Registered dietitian Jackie Newgent, author of the newly-released The All-Natural Diabetes Cookbook, provides simple steps that people with diabetes (and everyone who wants to make positive lifestyle changes) can take to manage calories, lose weight and follow a balanced eating plan. Her steps are below; you can also get a free booklet from the Amercian Diabetes Association (ADA) by clicking the link below.

  1. Veg Out! The ADA recommends increasing vegetable intake, which can even include drinking your veggies! Research suggests that people who eat more vegetables do so in place of higher calorie foods, which can help spur weight loss. Here are ways to get more vegetables:
    • Choose a ‘rainbow’ of colorful vegetables and fruits to add variety and enjoyment while maximizing nutrient consumption. Go for non-starchy vegetables like leafy greens, carrots, broccoli or tomatoes.
    • Move veggies from the side to the center of the plate as the main entrée.
    • Pile sandwiches high with your favorite fresh or grilled varieties.
    • Drink your vegetables with V8® 100% vegetable juice – each 8-ounce glass provides two full servings (one cup) of veggies! If you’re cutting back on sodium, try the Low Sodium V8 100% vegetable juice.

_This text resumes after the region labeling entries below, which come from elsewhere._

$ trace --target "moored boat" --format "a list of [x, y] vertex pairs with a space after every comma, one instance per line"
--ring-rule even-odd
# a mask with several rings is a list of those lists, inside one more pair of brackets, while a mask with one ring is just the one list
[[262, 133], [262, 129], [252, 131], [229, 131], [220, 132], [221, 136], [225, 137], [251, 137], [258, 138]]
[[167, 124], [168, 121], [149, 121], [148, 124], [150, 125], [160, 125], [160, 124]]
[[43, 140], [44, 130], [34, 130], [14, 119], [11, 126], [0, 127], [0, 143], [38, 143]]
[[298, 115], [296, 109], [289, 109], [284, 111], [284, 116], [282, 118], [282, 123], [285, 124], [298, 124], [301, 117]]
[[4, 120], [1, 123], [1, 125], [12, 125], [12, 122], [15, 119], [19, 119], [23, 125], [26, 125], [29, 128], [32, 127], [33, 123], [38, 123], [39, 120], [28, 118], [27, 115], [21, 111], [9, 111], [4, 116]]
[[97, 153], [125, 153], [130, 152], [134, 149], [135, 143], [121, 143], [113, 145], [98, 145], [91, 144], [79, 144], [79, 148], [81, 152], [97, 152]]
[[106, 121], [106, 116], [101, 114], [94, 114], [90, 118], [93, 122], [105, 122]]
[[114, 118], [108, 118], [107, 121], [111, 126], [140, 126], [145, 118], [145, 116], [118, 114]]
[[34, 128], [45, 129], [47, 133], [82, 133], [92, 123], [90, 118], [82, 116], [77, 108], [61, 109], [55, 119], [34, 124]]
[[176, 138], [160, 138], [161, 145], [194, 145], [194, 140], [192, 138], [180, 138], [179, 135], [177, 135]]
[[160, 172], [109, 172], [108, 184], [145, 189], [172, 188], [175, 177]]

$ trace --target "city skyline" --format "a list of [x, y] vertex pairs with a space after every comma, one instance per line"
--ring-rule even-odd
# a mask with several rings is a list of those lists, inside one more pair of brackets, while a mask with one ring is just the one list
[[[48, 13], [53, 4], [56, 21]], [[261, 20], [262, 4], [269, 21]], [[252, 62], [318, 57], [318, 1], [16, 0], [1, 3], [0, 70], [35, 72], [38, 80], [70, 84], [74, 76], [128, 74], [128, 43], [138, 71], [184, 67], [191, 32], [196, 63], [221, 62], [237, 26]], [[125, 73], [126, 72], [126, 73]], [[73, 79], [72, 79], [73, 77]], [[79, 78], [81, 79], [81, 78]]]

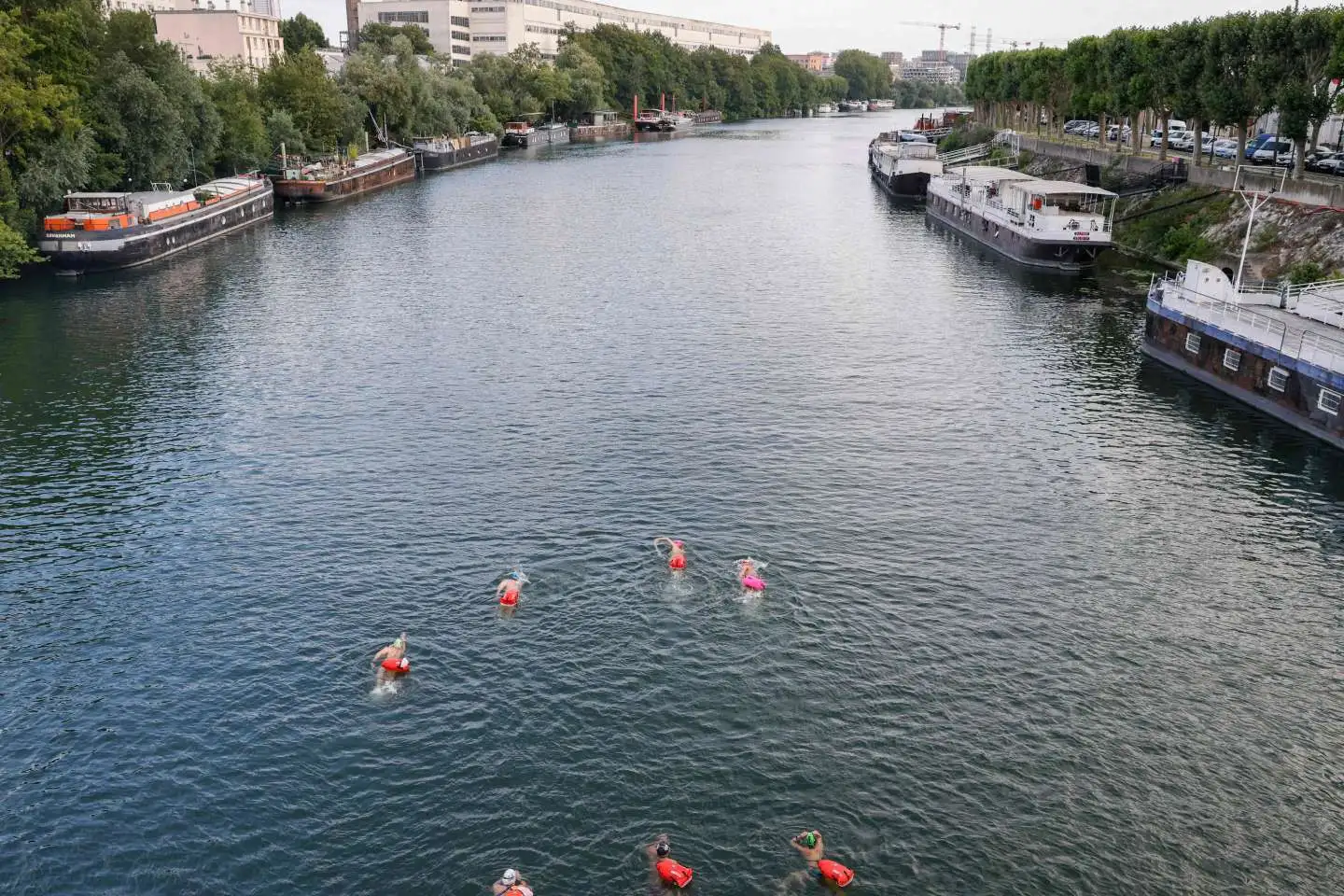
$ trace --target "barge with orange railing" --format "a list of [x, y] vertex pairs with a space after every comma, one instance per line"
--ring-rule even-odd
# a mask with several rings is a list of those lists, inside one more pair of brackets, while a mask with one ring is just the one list
[[376, 149], [355, 160], [290, 165], [274, 179], [276, 196], [286, 203], [329, 203], [415, 179], [415, 156], [405, 149]]
[[161, 187], [67, 193], [65, 211], [43, 220], [38, 249], [60, 274], [134, 267], [270, 220], [274, 214], [274, 191], [259, 175], [220, 177], [187, 191]]

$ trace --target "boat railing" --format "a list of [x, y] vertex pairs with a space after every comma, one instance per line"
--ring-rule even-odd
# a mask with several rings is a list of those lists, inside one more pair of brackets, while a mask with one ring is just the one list
[[1148, 294], [1167, 308], [1282, 351], [1284, 337], [1288, 333], [1286, 324], [1243, 305], [1198, 293], [1185, 286], [1184, 281], [1183, 274], [1171, 279], [1154, 279]]
[[1328, 336], [1302, 333], [1297, 357], [1308, 364], [1344, 373], [1344, 343]]

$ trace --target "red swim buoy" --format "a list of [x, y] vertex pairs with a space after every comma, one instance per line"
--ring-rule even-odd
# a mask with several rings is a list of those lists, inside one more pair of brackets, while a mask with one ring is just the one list
[[656, 865], [659, 869], [659, 877], [663, 879], [664, 884], [672, 884], [677, 889], [685, 887], [691, 883], [694, 872], [680, 862], [675, 862], [671, 858], [661, 858]]
[[840, 862], [831, 861], [829, 858], [823, 858], [817, 862], [817, 870], [821, 872], [824, 880], [829, 880], [836, 887], [848, 887], [849, 881], [853, 880], [853, 872]]

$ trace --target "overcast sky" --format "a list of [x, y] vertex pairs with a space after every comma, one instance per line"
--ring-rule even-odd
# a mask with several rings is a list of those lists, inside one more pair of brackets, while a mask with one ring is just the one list
[[[302, 12], [317, 19], [335, 44], [345, 28], [343, 0], [280, 0], [286, 16]], [[876, 0], [622, 0], [624, 5], [649, 12], [665, 12], [695, 19], [708, 19], [737, 26], [769, 28], [785, 52], [809, 50], [844, 50], [857, 47], [870, 52], [899, 50], [906, 54], [938, 46], [937, 28], [913, 28], [902, 20], [946, 21], [961, 24], [961, 31], [948, 31], [948, 48], [965, 50], [970, 27], [976, 27], [976, 50], [985, 46], [985, 31], [993, 28], [995, 48], [1000, 38], [1019, 42], [1044, 40], [1063, 44], [1086, 34], [1105, 34], [1121, 26], [1160, 26], [1181, 19], [1195, 19], [1242, 9], [1281, 9], [1286, 3], [1227, 0], [1126, 0], [1126, 3], [1059, 3], [1059, 0], [945, 0], [941, 12], [911, 4], [878, 3]], [[1304, 3], [1327, 5], [1325, 3]], [[918, 11], [917, 11], [918, 9]]]

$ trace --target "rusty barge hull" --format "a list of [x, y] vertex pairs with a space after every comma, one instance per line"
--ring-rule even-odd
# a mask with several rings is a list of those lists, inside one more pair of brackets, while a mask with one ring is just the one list
[[415, 157], [407, 153], [405, 159], [331, 180], [277, 179], [276, 197], [293, 204], [331, 203], [414, 179]]
[[[1187, 317], [1152, 298], [1140, 348], [1154, 361], [1344, 451], [1344, 419], [1320, 407], [1321, 390], [1344, 392], [1344, 376]], [[1224, 364], [1227, 349], [1241, 352], [1235, 371]], [[1282, 390], [1270, 387], [1271, 371], [1278, 371]]]

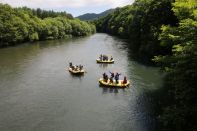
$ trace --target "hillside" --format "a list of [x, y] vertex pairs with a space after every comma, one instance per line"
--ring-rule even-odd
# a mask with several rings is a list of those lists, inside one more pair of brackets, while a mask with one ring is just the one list
[[104, 16], [108, 15], [109, 13], [112, 13], [113, 11], [114, 11], [114, 9], [109, 9], [109, 10], [106, 10], [106, 11], [101, 12], [99, 14], [86, 13], [86, 14], [77, 16], [76, 18], [79, 18], [80, 20], [94, 20], [94, 19], [97, 19], [97, 18], [100, 18], [100, 17], [104, 17]]

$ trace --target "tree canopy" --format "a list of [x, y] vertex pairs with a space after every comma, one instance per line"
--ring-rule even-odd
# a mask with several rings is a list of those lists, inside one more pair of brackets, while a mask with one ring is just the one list
[[12, 8], [0, 4], [0, 46], [94, 33], [95, 26], [66, 12]]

  2. Join the Breakfast Club. Research suggests that people who regularly eat breakfast tend to be leaner compared to those who miss their morning meals. Go for a bowl of whole grain cereal like oatmeal topped with fruit and low-fat milk or, if you’re in a hurry, toast some whole grain bread, spread with 2 tablespoons of peanut butter and grab a 12-ounce bottle of Low Sodium V8 100% vegetable juice as you head out the door.
  3. Be Keen on Protein. Try to include lean protein such as fish and seafood, pork tenderloin, boneless/skinless chicken breast, lean beef, or beans regularly in your meals. Research shows that protein can help you feel fuller longer which, in turn, may help you eat less. For instance, have a side of rice and beans, not just rice. Toss sliced turkey and chickpeas onto a leafy luncheon salad. Add shredded roasted chicken breast to marinara sauce for a more balanced pasta meal.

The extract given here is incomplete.